Al Wakiil (الْوَكِيلُ)

Makna Al Wakiil

Al Wakil berasal dari wakala, yakilu, wikalan yang secara harfiah artinya yang mewakili. Wakil sudah menjadi kata dalam bahasa Indonesia yang artinya menggantikan/mewakili seseorang dalam melakukan suatu pekerjaan. Misalnya wakil dari seorang raja atau kepala negara untuk melaksanakan tugas mewakilinya di negara lain disebut Duta Besar. Kedutaan adalah perwakilan suatu negara dalam urusannya di negara lain. Dalam makna mewakili ada makna kepercayaan dan menyerahkan urusan.
Allah Al Wakil adalah Yang Maha Mewakili dalam mengurus urusan semua makhlukNya

Hamba Allah yang telah mendapat cahaya Al Wakil

Nabi Ibrahim alaihi salam adalah contoh Nabi yang mendapat sirr cahaya Asma Allah Al Wakil. Ketika Nabi Ibrahim akan dilemparkan ke dalam api oleh Namrud, Malaikat Jibril mendatangi Nabi Ibrahim dan menanyakan apa yang perlu dibantu dalam menghadapi ujian dibakar oleh Namrud. Nabi Ibrahim menjawab bahwa beliau tidak memerlukan bantuan apapun dari Malaikat Jibril, kemudian mengatakan

حَسْبُنَا اللَّهُ وَنِعْمَ الْوَكِيلُ 

Allah sudah cukup bagiku sebagai Al Wakil Terbaik Yang Maha Mengurus semua yang diperlukan.

Ini adalah kalimat terakhir sebelum Nabi Ibrahim dilempar ke dalam api. Beliau sudah bertawakal, menyerahkan seluruh urusannya kepada Allah. Maksudnya adalah sebagai hamba Allah kita mesti berusaha dahulu sekuat tenaga dengan apa yang kita mampu. Setelah itu kita bertawakal, yaitu mewakilkan, memberi kepercayaan sepenuhnya dengan menyerahkan segala urusan kepada Allah Subhanallahi wa Ta’ala.

Jadi seseorang yang telah mendapat cahaya Al Wakil, adalah orang yang berusaha sekuat tenaga dengan lahiriahnya, setelah semua yang dapat dilakukan sudah dilaksanakan, maka seluruh urusan diserahkan kepada Allah. Ada yang menyerahkan urusan lahiriahnya, dzatnya (jasadnya), akalnya, qolbunya dan juga ruhnya kepada Allah.

Orang yang bertawakal disebut mutawakilin.
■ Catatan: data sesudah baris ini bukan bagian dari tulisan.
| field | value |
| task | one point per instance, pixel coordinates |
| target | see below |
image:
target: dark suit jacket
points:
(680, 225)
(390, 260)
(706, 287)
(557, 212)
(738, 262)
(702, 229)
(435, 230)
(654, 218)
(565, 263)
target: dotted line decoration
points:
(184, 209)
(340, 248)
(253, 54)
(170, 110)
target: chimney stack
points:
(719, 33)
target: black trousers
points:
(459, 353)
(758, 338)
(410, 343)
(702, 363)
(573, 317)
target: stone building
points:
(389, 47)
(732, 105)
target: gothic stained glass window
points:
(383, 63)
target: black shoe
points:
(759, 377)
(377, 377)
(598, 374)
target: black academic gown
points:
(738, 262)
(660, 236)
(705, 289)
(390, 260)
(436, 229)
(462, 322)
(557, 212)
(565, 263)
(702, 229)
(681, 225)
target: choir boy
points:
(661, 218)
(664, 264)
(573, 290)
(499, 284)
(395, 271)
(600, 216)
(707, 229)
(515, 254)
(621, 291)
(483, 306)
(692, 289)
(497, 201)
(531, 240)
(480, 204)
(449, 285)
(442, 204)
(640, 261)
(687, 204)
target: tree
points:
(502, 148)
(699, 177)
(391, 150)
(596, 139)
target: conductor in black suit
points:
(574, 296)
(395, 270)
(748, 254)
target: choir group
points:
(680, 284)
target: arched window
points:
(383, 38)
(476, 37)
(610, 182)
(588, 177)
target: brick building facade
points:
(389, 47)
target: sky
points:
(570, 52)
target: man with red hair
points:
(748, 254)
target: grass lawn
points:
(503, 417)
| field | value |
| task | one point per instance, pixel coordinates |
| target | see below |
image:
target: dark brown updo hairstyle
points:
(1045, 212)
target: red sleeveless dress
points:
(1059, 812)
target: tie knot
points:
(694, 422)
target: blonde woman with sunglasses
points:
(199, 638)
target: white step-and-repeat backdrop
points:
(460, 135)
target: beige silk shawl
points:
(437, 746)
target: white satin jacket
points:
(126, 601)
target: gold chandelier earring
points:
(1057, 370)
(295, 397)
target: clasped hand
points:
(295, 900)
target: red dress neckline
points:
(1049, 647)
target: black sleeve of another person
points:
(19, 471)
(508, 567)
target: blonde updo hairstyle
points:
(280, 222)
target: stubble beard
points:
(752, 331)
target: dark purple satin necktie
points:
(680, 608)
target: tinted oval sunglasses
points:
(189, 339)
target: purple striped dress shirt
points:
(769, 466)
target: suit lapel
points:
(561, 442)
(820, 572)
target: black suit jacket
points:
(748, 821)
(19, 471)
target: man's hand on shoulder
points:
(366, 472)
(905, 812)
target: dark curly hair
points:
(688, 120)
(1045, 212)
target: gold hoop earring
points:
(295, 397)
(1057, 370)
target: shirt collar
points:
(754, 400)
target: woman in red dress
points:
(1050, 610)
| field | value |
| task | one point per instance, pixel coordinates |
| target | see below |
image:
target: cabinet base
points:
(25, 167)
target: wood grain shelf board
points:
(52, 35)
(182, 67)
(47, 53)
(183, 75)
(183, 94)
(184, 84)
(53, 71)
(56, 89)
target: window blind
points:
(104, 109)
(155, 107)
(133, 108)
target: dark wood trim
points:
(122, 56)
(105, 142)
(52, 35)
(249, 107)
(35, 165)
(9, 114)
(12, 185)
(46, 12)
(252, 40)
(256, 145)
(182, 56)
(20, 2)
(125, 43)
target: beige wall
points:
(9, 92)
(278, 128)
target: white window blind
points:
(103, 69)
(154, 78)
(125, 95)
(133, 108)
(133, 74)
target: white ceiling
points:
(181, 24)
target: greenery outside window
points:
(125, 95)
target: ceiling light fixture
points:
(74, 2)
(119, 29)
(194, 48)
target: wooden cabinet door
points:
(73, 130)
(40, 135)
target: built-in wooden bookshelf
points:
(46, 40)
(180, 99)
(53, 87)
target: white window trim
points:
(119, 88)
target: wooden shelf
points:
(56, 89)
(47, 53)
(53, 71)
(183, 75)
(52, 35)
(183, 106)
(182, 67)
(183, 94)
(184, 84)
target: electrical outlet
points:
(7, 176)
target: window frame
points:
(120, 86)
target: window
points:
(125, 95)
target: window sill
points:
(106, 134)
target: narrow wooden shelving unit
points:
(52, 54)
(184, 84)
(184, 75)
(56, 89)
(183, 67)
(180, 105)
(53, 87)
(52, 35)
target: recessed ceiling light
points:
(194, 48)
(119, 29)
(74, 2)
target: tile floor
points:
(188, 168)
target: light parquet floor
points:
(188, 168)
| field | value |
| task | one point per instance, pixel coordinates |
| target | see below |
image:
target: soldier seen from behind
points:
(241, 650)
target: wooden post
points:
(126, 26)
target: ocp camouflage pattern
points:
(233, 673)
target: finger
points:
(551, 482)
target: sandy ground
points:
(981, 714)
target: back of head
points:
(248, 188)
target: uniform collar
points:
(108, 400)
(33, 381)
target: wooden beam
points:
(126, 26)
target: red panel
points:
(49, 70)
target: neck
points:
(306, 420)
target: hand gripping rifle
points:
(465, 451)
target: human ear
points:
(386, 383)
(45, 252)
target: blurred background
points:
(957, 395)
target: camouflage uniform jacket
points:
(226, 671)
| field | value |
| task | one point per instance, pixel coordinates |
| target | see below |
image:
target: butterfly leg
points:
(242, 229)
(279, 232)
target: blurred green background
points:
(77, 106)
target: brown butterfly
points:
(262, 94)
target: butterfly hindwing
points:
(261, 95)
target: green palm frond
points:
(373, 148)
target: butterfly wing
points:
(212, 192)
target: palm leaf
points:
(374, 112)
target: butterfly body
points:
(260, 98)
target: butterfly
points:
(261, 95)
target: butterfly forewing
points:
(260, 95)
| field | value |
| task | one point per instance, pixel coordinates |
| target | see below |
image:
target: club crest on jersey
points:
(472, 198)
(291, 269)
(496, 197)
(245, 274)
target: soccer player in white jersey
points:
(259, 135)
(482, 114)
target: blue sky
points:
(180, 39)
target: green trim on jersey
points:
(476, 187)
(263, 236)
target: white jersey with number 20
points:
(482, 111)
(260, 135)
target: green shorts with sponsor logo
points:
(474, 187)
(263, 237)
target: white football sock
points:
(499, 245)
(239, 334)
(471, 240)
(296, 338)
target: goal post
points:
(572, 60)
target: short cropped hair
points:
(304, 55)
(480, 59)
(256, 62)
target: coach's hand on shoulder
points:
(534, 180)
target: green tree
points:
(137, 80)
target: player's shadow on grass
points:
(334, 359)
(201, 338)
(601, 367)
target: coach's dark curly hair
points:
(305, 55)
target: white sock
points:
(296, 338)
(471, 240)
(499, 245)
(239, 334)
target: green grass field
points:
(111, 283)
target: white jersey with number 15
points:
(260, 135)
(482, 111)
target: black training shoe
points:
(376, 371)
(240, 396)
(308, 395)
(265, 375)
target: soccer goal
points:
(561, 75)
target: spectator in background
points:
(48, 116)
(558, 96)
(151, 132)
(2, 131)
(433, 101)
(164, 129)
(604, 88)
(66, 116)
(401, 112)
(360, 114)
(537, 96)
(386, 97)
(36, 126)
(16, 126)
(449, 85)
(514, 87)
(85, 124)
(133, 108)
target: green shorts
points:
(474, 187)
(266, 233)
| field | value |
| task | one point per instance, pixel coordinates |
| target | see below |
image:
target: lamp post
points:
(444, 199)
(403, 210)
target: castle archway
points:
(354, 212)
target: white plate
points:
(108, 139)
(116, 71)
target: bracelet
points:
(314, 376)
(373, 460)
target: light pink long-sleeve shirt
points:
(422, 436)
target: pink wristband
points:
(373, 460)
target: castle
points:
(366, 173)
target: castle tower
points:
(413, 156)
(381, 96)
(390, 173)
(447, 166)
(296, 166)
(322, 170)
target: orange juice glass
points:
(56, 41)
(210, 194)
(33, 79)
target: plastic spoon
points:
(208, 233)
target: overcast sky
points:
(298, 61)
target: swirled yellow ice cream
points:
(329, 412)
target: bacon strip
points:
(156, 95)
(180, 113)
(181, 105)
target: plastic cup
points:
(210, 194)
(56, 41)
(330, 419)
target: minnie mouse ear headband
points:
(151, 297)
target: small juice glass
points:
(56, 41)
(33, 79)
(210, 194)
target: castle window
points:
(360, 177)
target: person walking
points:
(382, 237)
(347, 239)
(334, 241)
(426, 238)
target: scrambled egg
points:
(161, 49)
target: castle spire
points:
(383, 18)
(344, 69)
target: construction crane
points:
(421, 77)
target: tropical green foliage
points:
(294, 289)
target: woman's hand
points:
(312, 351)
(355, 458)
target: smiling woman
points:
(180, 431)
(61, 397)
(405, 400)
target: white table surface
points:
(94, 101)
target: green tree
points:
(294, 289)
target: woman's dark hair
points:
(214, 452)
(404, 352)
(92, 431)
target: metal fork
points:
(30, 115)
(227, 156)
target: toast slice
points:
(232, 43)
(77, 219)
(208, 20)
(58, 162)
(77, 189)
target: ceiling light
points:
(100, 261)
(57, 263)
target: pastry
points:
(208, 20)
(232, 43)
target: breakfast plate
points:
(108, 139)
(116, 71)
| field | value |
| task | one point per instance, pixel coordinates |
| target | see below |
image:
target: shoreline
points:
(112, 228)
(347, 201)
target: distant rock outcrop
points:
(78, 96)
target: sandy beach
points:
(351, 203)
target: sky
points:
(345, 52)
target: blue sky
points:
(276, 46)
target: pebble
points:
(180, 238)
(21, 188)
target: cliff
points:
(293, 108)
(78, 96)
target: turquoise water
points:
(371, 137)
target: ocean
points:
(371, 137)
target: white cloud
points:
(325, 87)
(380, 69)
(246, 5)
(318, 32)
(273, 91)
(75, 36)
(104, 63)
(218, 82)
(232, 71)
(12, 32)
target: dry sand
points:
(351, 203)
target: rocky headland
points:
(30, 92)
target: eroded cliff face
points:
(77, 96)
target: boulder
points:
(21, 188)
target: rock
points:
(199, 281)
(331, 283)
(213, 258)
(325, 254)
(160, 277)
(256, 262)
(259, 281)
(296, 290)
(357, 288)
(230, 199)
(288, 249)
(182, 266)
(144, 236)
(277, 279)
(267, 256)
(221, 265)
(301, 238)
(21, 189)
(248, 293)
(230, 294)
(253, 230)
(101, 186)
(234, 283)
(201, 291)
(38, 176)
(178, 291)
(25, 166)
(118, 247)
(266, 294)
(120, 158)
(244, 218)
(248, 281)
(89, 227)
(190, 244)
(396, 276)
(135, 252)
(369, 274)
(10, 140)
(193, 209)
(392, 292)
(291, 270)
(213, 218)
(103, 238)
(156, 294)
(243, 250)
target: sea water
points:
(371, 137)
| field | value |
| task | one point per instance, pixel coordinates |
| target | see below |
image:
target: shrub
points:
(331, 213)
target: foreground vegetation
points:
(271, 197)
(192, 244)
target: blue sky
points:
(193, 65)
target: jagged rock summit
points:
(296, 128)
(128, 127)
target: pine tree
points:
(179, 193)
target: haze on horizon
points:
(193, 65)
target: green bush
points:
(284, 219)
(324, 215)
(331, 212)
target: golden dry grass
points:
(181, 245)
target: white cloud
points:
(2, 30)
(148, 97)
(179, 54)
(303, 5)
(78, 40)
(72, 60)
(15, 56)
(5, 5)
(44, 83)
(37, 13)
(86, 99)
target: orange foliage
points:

Tawakal atau Tawakul (menyerahkan urusan kepada Allah) berbeda dengan takasul (bermalas-malasan). Tawakal adalah penyerahan urusan setelah kita berusaha dan berencana yang termampu dilakukan. Selebihnya urusan diserahkan kepada Allah. Berbeda dengan takasul, tidak berusaha, tidak berencana karena bermalas-malasan.

Al Qawiyyu (الْقَوِيُّ), Al Matiin (الْمَتِينُ)

Makna Al Qawiyyu (الْقَوِيُّ), Al Matiin (الْمَتِينُ)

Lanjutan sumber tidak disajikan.